Hole Beaters

January is the month that brings doom and gloom to the majority of steelheaders as streams begin to lock up with ice. Every year my heart sinks when I'm driving by the rivers and I see a thick sheet of ice covering miles of water. If I drank, I would be come a full-blown alcoholic probably spending the weekend yelling at the walls or kicking small dogs. That's why I wanted to hit the water hard before the window started to close shut.

For Saturday, I was the official tour guide as I had four others accompanying me. After the New Year’s day slamfest, both Bubba and Dick swore off the urban sewer and left it for greenhorns and hillbillies. Tagging along were Bubba’s friends from Dayton and all of them never fished this section of the river before and were excited to wet their rods on virgin water. You couldn’t ask for better conditions in January as both the flow and color were in perfect condition. Even though there was a lot of anchor ice on the bottom as we crossed over, the amount of slush was low. Whenever there is anchor ice, the water temperature is just barely hovering just above 32F and can make fish very hard to catch. This when I start beating holes looking for active fish.

I put a couple of guys on one section and I took the others farther downstream. By doing this we took up some great spots as I knew the hoards of diehards would be making their way downstream. Sure enough as the morning progress, I could hear the branches and twigs snapping as others looked in dismay as their favorite spots were occupied. It was pinner’s day out as every person walking by had a pin. Many years ago it would been guys with fly rods, spinning reels and the odd pinner. This section of the river is classic pinning water - wide, slow and shallow. The morning was chilly and the lines and rod tips constantly iced up giving us fits. Even though the water was cold, the fishing was decent as we caught enough fish to make those cold feet feel warmer. We didn't hear anything up stream and figure both of them were either beating the hole for one fish or hammering them and keeping the glory to themselves. After banging our section, I suggested we head upstream and see how they were doing. We all piled into the spot and managed to catch a couple more before calling it a day.

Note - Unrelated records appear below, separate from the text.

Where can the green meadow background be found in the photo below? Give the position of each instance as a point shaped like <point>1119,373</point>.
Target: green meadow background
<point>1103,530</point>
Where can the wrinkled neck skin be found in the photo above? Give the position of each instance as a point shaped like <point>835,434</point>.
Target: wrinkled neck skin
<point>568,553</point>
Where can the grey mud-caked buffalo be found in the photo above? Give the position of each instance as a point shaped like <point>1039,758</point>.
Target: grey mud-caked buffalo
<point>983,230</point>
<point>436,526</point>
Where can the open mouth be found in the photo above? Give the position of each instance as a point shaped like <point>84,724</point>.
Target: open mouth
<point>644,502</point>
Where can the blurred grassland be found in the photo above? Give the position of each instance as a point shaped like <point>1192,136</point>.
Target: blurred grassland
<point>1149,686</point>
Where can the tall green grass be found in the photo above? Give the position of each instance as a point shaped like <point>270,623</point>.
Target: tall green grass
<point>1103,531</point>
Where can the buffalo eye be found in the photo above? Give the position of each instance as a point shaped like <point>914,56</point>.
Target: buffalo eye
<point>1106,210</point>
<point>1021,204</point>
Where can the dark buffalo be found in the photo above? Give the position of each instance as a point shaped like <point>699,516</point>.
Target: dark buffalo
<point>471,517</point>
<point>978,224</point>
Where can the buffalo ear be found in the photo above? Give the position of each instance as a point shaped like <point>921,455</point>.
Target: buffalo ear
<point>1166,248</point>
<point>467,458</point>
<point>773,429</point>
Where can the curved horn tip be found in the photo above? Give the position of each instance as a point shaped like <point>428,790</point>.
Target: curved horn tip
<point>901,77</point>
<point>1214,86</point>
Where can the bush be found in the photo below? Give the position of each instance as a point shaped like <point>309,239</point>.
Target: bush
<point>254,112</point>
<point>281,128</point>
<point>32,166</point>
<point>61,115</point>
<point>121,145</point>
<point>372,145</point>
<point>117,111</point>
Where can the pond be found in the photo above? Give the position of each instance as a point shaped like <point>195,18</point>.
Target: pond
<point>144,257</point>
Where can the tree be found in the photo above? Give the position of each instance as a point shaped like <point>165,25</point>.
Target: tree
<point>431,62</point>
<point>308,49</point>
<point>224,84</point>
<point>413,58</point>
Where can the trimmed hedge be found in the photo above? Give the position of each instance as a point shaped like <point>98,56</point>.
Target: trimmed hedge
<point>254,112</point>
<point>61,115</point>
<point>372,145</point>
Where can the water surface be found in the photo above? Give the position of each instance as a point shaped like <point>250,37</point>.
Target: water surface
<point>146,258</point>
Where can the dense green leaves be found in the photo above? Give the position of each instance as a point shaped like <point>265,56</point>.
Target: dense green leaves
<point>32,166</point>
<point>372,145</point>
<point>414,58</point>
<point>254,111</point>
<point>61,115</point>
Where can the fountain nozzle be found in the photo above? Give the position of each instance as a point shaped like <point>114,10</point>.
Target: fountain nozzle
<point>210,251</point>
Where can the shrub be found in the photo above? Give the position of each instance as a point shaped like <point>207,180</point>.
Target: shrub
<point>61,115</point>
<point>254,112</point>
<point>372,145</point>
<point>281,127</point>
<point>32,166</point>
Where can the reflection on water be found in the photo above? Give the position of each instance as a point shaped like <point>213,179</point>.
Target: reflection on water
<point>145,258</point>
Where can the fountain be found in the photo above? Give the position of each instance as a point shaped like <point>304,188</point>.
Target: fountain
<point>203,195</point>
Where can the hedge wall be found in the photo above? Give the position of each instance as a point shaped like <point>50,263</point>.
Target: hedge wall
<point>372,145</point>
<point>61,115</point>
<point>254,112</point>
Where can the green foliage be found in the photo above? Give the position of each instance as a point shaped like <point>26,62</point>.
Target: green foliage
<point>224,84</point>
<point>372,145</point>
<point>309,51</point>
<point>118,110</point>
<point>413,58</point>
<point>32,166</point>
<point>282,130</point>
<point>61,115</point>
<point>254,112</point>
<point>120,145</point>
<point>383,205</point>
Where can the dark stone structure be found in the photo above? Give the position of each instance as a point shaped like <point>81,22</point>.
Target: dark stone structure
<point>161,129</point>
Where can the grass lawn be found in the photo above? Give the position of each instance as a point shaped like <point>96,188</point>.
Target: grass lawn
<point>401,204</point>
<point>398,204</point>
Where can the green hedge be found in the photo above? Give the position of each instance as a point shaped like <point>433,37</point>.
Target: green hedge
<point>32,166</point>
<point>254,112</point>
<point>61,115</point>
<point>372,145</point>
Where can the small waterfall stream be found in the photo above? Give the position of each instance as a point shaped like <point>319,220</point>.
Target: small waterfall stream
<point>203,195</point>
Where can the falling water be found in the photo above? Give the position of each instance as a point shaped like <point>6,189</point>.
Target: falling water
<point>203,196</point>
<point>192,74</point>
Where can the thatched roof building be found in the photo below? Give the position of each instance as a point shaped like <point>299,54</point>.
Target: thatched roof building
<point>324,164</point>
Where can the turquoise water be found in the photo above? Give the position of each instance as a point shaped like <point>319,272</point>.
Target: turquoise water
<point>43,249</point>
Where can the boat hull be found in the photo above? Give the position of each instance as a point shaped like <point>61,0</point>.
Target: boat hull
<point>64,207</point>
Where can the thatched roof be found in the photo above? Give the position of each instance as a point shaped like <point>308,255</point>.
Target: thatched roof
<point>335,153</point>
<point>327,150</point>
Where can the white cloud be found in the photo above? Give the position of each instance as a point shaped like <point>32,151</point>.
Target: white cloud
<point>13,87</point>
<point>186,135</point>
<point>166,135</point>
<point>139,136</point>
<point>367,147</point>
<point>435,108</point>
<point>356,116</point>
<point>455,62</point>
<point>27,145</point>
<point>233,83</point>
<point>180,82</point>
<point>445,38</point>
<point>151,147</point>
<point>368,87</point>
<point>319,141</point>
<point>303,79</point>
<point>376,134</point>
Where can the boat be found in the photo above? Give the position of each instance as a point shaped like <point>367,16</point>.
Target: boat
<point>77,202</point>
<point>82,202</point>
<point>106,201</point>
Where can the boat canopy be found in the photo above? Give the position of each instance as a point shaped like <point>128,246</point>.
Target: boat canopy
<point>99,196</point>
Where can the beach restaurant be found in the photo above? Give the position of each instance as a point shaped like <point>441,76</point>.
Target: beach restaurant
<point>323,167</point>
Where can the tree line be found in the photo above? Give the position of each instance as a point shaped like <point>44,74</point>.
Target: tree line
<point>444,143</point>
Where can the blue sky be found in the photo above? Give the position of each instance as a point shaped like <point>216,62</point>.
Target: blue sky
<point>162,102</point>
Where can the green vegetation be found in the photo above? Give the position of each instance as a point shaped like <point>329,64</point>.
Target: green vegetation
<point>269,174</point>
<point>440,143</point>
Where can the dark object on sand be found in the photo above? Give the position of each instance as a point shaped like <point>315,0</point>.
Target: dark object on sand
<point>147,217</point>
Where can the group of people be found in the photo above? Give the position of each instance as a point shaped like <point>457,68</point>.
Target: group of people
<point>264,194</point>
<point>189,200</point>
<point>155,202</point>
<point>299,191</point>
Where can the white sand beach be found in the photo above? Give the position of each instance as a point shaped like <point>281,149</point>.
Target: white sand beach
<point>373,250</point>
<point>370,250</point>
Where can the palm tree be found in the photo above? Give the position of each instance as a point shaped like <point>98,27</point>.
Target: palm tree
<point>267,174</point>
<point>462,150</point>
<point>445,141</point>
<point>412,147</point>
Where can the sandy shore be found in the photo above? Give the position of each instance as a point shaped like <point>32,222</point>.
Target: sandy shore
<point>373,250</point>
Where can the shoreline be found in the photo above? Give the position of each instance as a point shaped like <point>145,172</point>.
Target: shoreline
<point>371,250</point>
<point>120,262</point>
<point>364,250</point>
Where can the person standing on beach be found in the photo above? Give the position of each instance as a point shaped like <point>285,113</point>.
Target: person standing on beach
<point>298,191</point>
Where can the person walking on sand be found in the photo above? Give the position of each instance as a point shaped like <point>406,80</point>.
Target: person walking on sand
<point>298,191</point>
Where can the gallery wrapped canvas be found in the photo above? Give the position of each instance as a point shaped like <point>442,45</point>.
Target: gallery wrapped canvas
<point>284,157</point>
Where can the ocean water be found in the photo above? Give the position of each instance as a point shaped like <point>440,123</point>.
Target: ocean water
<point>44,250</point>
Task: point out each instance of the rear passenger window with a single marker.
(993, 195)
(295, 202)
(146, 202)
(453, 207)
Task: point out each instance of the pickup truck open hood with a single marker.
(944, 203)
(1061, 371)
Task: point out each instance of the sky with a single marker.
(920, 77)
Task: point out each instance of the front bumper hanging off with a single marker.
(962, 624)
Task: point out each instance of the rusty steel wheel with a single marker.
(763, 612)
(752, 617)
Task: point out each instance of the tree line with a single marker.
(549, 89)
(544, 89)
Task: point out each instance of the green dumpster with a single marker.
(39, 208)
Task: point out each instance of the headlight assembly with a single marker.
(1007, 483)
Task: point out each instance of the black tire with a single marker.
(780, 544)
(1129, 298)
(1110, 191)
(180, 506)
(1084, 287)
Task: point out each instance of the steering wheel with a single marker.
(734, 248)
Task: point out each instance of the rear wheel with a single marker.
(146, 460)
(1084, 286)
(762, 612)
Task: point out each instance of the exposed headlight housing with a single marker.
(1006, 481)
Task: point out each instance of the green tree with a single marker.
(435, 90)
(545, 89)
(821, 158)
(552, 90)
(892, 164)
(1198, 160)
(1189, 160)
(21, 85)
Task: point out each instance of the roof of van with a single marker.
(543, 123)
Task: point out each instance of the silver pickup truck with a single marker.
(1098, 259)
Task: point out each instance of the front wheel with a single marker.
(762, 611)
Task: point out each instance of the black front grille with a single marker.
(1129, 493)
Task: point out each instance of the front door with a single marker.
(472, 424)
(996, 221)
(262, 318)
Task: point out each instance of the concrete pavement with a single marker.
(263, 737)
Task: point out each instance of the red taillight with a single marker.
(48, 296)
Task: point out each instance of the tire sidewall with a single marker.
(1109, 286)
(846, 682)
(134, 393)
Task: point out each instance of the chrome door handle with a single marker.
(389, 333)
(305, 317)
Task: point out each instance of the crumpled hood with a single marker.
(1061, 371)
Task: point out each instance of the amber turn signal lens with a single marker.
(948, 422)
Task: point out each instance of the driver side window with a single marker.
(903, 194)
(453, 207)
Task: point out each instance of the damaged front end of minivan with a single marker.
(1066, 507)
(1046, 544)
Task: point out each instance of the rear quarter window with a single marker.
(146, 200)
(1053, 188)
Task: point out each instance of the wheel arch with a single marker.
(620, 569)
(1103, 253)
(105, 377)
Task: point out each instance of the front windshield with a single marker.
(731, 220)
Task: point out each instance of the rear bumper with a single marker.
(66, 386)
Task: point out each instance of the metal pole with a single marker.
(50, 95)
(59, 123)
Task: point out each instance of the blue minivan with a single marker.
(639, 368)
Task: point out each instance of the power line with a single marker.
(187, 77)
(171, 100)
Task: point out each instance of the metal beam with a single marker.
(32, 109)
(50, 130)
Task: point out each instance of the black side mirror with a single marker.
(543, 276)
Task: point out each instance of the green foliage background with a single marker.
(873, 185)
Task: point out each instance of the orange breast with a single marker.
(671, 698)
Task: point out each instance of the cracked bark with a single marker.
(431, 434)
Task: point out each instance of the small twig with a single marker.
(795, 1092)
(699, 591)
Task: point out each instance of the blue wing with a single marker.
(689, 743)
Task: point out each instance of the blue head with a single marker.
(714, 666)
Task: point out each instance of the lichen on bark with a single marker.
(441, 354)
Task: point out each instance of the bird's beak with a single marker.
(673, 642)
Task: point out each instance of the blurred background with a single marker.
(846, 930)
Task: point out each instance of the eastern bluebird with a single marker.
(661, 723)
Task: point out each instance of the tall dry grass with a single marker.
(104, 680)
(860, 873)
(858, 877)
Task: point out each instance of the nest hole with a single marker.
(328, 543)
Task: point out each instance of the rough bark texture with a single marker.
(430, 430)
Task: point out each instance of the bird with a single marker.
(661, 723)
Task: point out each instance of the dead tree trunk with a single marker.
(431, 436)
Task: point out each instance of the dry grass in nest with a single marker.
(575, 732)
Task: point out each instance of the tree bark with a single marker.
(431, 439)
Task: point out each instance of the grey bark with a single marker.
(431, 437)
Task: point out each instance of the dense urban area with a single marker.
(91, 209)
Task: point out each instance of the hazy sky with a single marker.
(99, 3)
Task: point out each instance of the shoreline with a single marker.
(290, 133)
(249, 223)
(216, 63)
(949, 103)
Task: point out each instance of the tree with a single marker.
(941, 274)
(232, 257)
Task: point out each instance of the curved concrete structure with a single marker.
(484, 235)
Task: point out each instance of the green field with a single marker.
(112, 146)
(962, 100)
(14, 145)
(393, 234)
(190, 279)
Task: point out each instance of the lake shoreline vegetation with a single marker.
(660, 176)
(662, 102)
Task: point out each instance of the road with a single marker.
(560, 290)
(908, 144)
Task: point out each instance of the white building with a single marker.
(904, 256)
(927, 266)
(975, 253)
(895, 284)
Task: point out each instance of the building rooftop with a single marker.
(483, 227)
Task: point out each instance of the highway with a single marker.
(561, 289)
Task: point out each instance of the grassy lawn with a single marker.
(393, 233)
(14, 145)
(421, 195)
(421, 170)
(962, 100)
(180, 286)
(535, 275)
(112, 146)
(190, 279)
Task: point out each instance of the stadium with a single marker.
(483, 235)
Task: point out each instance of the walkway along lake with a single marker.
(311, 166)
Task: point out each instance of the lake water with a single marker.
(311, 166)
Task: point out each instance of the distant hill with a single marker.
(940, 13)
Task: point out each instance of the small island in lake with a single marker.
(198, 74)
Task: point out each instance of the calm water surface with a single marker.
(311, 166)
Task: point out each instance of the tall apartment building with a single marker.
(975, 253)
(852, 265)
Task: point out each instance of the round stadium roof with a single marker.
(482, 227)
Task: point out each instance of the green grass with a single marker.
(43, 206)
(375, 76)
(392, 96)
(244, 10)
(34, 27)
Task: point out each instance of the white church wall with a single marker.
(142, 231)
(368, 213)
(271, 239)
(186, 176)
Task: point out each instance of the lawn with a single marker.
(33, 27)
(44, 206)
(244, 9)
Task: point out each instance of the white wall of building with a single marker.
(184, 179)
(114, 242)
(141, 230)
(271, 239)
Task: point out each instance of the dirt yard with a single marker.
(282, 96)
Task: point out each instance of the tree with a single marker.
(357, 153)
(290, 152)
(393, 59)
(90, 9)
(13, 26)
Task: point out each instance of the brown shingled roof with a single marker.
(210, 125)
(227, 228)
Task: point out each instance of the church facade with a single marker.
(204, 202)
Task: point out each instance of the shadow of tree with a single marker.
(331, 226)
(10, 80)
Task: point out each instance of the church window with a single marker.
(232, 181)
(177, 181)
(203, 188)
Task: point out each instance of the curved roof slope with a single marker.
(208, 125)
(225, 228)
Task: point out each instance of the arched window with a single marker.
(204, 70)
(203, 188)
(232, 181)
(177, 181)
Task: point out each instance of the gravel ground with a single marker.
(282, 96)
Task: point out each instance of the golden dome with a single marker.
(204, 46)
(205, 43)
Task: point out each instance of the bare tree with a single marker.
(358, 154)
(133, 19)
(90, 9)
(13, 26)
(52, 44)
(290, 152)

On Sunday it was another day of hole beating and I wanted to head farther downstream to check out some more water. Today I was with one person and we hit the first spot where everybody was banging fish the day before. It was the same as yesterday - ice on the rods, anchor ice and a slow bite in the morning. We caught a couple here and there to keep the morning interesting. This was the latest I’ve fished this section of the river and usually I’m fishing it hard in the months of November and December. But whenever the river got down to fishable levels it blew out before the weekend. We started to walk downstream and nearly spot was occupied. Away from the cliffs the wind was a tad too strong and there was more slush. I felt it was too difficult to fish and I used the time to pointed out some good spots and suggested that when conditions were more favorable we would fish it. On the way back we noticed a spot was vacated and we decided to fish it. Most people think that spots fished early in the morning are usually pounded and often pass it up for something downstream. Since we were heading back I figured what the hell and started another round of beating the hole again. Sure enough we started hooking into fish and they had a hankering for fresh steelhead eggs. We ended the day early as there were more people near the access.

Monday was the day for the diehards as me, the Dfishinfool (Don) and one of his guides Trout (Travis) were going to hit the river hard. I took a floating holiday and knew the river would be vacant today. I arrived at a tardy 7:30A.M and it was a chilly morning and fishing would be tough as the temperature was going to stay in the upper 20s. That meant another day of flicking off ice from the guides and line. The plan was to hole hop on the way down to the 2 mile marker. We had every type of rod available today - spey, switch, regular fly and noodle. But from the get go the pin kicked ass. It was mostly fresh hens that fell for steelhead eggs tied in pink and chartreuse. Even though the hens looked fresh, Travis caught one and when he was ready for the money shot, she started to spit eggs out. Considering this is still winter, there have been reports of some people catching spawned out hens. We continued downstream and every spot gave up fish. Surprisingly it was the Dfishinfool himself - Don that was carrying a skunk around his neck and that is very unusual for him. But he took in stride and didn't seem to mind that others were enjoying the day.

It was an exhausting 4 out of 5 days of fishing and I'm happy that I was able to get out and fish with others that many would consider crazy for standing in freezing water all day to catch fish. Looking ahead the rivers will remain open as we recieved some rain Tuesday as it got the water levels slightly but enough to blow them out.


lambton said...

That's a sweet double striper! Good on ya brother!

Trotsky said...

I'll second that...that is an awesome buck!!!